Joseph Califano Jr., the center's chairman and president, said 13.8 million teens - about 55 percent of all kids - are at moderate or high risk of substance abuse.
``Parental engagement in their child's life is the best protection mom and dad can provide,'' he said.
The study found that children ages 12 to 17 who are frequently bored are 50 percent more likely to smoke, drink, get drunk or use illegal drugs. And kids with $25 or more a week in spending money are nearly twice as likely to smoke, drink or use drugs as children with less money.
Anxiety is another risk factor. The study found that youngsters who said they're highly stressed are twice as likely as low-stress kids to smoke, drink or use drugs.
High stress was experienced more among girls more than boys, with nearly one in three girls saying they were highly stressed compared with fewer than one in four boys. One possible factor is social pressure for girls to have sex, researchers said.
Charles Curie, administrator of the Substance Abuse and Mental Health Services Administration, said his agency has found similar risk factors among American youth.
He said the best thing parents can do to steer their kids away from drugs and alcohol is to talk to them and stay involved in their lives. It's also important, he said, to know their children's friends.
But Marijuana Policy Project spokesman Bruce Mirken said the study offered nothing new and doesn't address the real problems, such as what he called the ``failed policy'' of marijuana prohibition.
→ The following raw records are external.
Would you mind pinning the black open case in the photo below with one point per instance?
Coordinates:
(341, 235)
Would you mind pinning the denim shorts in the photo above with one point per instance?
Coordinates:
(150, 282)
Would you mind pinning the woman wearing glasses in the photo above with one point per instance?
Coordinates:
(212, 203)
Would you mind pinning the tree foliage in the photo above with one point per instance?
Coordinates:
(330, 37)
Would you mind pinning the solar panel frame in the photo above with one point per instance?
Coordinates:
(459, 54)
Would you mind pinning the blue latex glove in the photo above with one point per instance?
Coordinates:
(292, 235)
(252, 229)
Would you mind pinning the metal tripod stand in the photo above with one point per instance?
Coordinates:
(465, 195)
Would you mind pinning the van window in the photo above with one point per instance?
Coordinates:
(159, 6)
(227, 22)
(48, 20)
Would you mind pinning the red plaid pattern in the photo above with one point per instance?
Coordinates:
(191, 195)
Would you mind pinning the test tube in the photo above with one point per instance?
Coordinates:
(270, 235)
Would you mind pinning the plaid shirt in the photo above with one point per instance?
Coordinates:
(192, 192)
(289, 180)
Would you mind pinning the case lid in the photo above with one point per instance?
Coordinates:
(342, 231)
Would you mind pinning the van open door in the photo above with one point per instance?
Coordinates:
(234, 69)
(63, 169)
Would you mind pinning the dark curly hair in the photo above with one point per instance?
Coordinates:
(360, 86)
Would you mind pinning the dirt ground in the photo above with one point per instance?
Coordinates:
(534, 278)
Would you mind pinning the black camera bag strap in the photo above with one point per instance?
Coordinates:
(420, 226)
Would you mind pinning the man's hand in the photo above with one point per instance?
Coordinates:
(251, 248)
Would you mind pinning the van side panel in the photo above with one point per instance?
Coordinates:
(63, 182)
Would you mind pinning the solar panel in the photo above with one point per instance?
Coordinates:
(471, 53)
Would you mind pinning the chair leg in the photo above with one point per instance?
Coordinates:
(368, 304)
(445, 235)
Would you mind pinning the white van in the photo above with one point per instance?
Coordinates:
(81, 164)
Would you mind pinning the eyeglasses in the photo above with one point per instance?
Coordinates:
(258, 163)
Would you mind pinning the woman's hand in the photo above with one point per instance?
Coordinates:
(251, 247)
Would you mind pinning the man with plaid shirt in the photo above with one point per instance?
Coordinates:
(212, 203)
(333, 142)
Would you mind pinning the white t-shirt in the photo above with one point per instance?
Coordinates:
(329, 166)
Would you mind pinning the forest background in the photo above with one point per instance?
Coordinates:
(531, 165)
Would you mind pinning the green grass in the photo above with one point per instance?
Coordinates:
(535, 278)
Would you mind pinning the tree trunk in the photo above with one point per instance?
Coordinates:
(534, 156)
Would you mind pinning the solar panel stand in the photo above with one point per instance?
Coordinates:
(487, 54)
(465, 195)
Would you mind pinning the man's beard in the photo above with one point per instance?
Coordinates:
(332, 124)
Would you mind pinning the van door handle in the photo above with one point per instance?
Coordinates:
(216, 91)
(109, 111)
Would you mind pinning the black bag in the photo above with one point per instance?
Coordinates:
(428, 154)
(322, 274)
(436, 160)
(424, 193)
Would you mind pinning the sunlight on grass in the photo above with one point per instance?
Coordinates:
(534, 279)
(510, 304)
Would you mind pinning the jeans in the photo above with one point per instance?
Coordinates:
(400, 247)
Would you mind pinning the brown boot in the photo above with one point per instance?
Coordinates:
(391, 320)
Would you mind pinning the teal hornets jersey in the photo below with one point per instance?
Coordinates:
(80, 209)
``CASA is running headlong from the important implications of their survey and stressing trivia. That stress and boredom might increase drug use is about as shocking as warm weather in the summer,'' said Mirken. ``Why aren't they talking about the fact that despite decades of 'just say no' propaganda and millions of marijuana arrests, teens are still saying that marijuana is easier to buy than beer?''
For the first time in the survey's eight-year history, young people said they are as concerned about social and academic pressures as they are about drugs. In the past, Califano said, drugs were by far the No. 1 pressure on kids.
There was some encouraging news. The study found that 56 percent of those surveyed have no friends who regularly drink, up from 52 percent in 2002. Nearly 70 percent have no friends who use marijuana.
Among the study's other findings:
-The average age of first use of alcohol is about 12, while cigarettes is 121/2 and marijuana is almost 14.
-More than 5 million children ages 12 to 17, or 20 percent, can buy marijuana in an hour or less. Another 5 million can buy it within a day.
-Kids at schools with more than 1,200 students are twice as likely as those attending schools with fewer than 800 students to be at high risk for substance abuse.
QEV Analytics surveyed 1,987 children ages 12 to 17 and 504 parents, 403 of whom were parents of interviewed kids. They were interviewed from March 30 to June 14. The margin of error was plus or minus 2 percentage points for children and plus or minus 4 percentage points for parents.